Greenhouse effect diagram explained
As you can see in this greenhouse effect diagram, the global warming process is very simple.
The solar radiation reaches planet Earth (as in the orange arrows) but, thanks to the ozone layer, not all the radiation gets to our atmosphere.
Part of this UV rays are reflected back to space, defending our planet of the desctructive solar full strenght (what would make life on Earth simply impossible).
This low percentage of the sun radiation reachs the Earth surface, that gives it back to atmosphere.
As the ozone layer is (fortunately) there, just a part of this heat manage to escape back to space, represented by the green arrows. Part of it is hold in our planet atmosphere.
That’s also good news. If the heat could fully run out to the vacuum, the temperature on Earth would be so cold at night that would be just impossible to live here.
What’s the problem then? Climate change problem is related to greenhouse gases. Below, you can understand how this greenhouse effect causes global warming (due to man actions) and what is the greenhouse gases role in this cycle.
Greenhouse effect and global warming
Although natural, the greenhouse effect is not an immutable phenomenon, and changes in the chemical composition of the atmosphere imply changes in it. CO2, for example, is a very important greenhouse gas for us to understand the planet’s climatic history.
Studies using cylinders of ice from Antarctica prove the linear relationship between the planet’s average temperature and CO2 levels: the higher the concentration of this gas, the higher the temperature, and vice versa. Its levels, over the years, alternate between maximum (interglacial period) and minimum (glacial period), the so-called Milankovitch cycles.
However, CO2 levels had never exceeded the 300 ppm concentration in the atmosphere, until, with the intensification of human activities post-Industrial Revolution, we currently have a concentration of about 418 ppm, the highest level ever measured.
CO2, for example, is a non-condensable gas, which allows it to persist for a long time in the atmosphere. As the temperature rises, caused by the increase in carbon dioxide, the levels of water vapor present in the atmosphere increase.
It is quite true that water vapor is condensable, and its concentration is a consequence of the average temperature of our planet (and not the other way around).
When the water vapor levels reach the limit, it condenses, forms clouds, and then rain occurs.

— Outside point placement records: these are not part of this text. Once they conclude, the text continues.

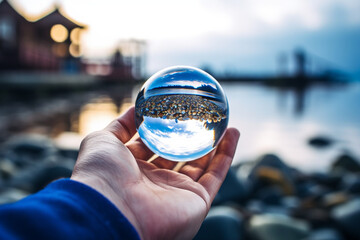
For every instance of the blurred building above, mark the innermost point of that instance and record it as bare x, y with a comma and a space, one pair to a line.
52, 43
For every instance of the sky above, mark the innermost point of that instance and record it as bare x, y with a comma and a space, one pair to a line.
228, 37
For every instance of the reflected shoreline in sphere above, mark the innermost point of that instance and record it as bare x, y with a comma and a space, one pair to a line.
181, 113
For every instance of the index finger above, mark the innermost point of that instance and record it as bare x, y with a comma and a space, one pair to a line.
124, 126
215, 174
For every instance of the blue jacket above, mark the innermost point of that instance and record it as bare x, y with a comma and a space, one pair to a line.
65, 209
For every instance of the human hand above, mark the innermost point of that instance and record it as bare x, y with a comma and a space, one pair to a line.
159, 202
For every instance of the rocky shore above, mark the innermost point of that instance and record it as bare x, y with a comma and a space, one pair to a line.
268, 200
181, 107
264, 199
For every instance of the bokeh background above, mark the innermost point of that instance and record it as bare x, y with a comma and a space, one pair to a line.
290, 69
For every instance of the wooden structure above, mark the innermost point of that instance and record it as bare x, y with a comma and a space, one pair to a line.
49, 44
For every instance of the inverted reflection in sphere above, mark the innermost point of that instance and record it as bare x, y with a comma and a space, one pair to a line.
181, 113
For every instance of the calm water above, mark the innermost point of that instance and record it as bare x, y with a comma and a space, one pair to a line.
270, 120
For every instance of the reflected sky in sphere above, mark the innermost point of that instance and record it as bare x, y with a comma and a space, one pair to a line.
181, 113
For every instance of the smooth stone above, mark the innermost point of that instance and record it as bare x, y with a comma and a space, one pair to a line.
318, 217
320, 141
222, 222
233, 189
255, 206
325, 234
335, 198
345, 163
270, 195
347, 217
290, 202
279, 227
7, 169
271, 169
326, 179
351, 184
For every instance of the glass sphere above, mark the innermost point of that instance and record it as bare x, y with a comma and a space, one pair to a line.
181, 113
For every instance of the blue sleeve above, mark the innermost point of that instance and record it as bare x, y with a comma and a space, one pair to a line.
65, 209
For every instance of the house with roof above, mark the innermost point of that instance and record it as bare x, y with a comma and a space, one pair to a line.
49, 44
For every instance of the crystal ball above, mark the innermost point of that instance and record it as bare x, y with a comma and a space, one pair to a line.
181, 113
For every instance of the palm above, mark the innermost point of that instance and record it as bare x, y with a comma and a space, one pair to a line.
158, 201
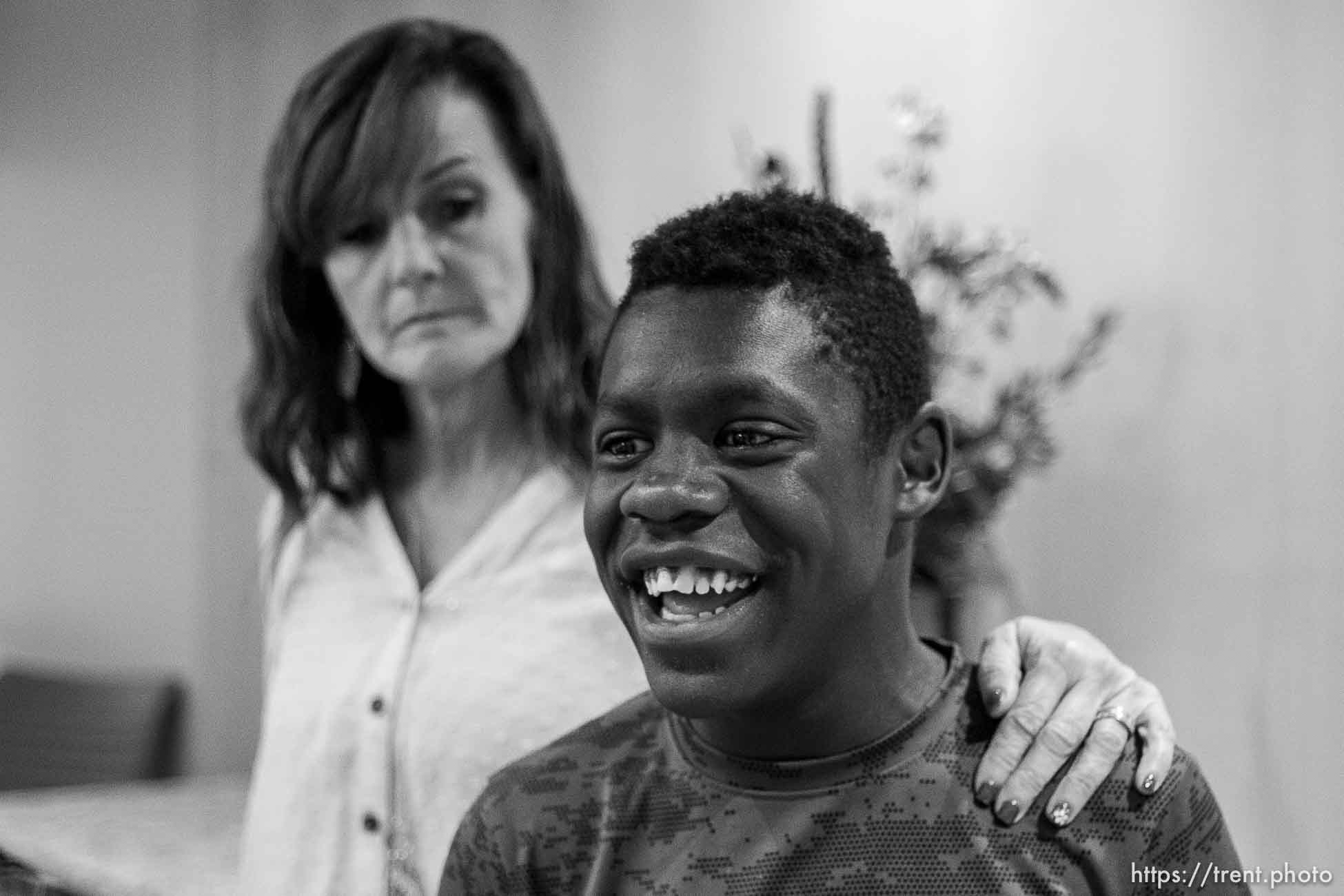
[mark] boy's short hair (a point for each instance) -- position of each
(826, 260)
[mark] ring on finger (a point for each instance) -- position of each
(1116, 712)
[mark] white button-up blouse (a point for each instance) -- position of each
(387, 707)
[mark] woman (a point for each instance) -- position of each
(425, 320)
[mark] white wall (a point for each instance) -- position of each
(100, 420)
(1179, 160)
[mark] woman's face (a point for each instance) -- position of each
(438, 287)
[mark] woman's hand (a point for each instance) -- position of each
(1068, 676)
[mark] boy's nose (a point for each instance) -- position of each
(410, 252)
(675, 488)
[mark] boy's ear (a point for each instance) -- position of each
(925, 451)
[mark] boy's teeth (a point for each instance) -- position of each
(694, 580)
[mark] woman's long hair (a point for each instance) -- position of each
(355, 125)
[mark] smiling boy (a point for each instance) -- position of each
(764, 447)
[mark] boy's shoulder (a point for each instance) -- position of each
(618, 742)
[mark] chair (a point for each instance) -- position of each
(79, 729)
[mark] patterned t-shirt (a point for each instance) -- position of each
(635, 802)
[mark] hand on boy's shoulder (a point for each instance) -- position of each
(627, 804)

With the atmosphere supporting higher levels of water vapor, the greenhouse effect is further intensified, and a further increase in temperature occurs.
There is consensus in the scientific community that post-Industrial Revolution human activities have significantly altered the chemical composition of the atmosphere, especially the concentration of GHGs.
Since the second half of the twentieth century, meteorological and satellite data indicate that there is indeed an increase in global temperature, which has grown by more than 1°C since the pre-industrial period.
Global warming is actually a response by the planet. It is the Earth’s way of reestablishing the energy balance.
It should be pointed out that global warming is not related to an increase in solar radiation, because since 1980 it has been noticed that radiation levels have remained practically constant.
Nor is it possible to blame the warming on the Milankovitch cycles, because there is, by orbital theory, no warming trend on our planet predicted for the next few thousand years. Volcanic activity, on the other hand, does not act to warm the planet; on the contrary, the emission of particles reflects sunlight.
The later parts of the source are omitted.